Une démonstration choc à Gardanne
À Gardanne (Bouches-du-Rhône), le 17 juin dernier, ces acteurs de la prévention ont organisé une démonstration pour sensibiliser aux risques d’incendie en période estivale. Les conditions ont été reproduites à l’identique : garrigue sèche, faible humidité et vent léger simulé. Résultat : en moins d’une minute, un simple mégot a suffi à déclencher un départ de feu dans un kilogramme de végétation sèche. « Même un vent de 5 km/h peut déclencher un incendie », souligne Éric Brocardi, porte-parole de la Fédération nationale des sapeurs-pompiers de France.
Un phénomène exponentiel
Une fois lancé, le feu accélère rapidement. « Dans la première minute, il faut déjà entre 10 et 15 litres d’eau pour éteindre le foyer », précise Théo Polimann, docteur-ingénieur au Ceren (Centre d’études et de recherches économiques sur l’énergie). Ensuite, le phénomène devient exponentiel et difficile à maîtriser. La fraise d’une cigarette allumée peut atteindre 400 °C et, dans certaines conditions, enflammer des herbes sèches en moins d’une minute. Malgré cela, un fumeur sur cinq reconnaît encore ce geste à risque.

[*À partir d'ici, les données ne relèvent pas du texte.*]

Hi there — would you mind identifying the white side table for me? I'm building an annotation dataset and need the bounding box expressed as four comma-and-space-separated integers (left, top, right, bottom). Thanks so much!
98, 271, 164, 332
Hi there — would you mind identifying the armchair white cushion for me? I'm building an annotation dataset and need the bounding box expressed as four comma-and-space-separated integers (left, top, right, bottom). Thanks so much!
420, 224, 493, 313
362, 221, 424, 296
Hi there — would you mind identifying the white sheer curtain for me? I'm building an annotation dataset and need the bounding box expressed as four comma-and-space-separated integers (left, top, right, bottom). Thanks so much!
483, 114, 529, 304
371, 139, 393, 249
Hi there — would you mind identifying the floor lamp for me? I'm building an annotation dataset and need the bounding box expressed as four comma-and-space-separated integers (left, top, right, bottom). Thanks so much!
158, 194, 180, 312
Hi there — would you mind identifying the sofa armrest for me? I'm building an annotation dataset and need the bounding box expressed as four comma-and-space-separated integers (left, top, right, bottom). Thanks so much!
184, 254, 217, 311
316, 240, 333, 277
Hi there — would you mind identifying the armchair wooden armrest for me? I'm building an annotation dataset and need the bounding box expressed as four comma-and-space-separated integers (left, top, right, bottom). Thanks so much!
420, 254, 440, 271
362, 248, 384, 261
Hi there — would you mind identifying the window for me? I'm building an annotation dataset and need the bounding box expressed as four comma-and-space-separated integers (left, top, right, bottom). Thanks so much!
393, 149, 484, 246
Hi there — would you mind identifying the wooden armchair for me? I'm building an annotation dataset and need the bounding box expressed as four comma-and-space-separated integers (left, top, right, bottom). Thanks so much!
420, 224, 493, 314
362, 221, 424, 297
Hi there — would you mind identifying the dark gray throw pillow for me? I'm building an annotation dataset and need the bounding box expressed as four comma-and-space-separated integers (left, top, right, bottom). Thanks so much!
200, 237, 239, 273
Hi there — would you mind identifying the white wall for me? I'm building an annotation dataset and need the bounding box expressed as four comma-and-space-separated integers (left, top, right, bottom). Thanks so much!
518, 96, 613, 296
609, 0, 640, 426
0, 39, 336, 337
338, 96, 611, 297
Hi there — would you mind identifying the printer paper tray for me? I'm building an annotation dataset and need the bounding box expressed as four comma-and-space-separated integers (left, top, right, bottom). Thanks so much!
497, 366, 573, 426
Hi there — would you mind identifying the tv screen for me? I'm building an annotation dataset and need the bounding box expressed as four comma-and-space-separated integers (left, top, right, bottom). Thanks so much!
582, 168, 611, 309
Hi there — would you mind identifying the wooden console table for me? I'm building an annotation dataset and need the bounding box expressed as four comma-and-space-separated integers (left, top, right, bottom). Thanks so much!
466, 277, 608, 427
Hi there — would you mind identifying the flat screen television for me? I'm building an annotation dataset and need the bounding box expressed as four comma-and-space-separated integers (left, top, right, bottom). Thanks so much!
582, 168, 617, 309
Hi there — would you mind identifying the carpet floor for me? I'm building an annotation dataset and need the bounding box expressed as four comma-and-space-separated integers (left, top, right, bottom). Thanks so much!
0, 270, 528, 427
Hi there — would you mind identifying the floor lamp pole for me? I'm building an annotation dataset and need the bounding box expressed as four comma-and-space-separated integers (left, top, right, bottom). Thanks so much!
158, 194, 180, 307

D’autres causes d’incendie
Les mégots ne sont pas les seuls responsables. Dans l’Hérault, plusieurs incendies du 10 juin dernier ont été causés par des écobuages mal maîtrisés : des feux de végétaux allumés puis abandonnés, alors que la tramontane soufflait à près de 40 km/h. Selon la préfète de l’Hérault, Chantal Mauchet, ces départs de feu ont mobilisé 14 interventions des sapeurs-pompiers du Sdis 34 en une seule journée.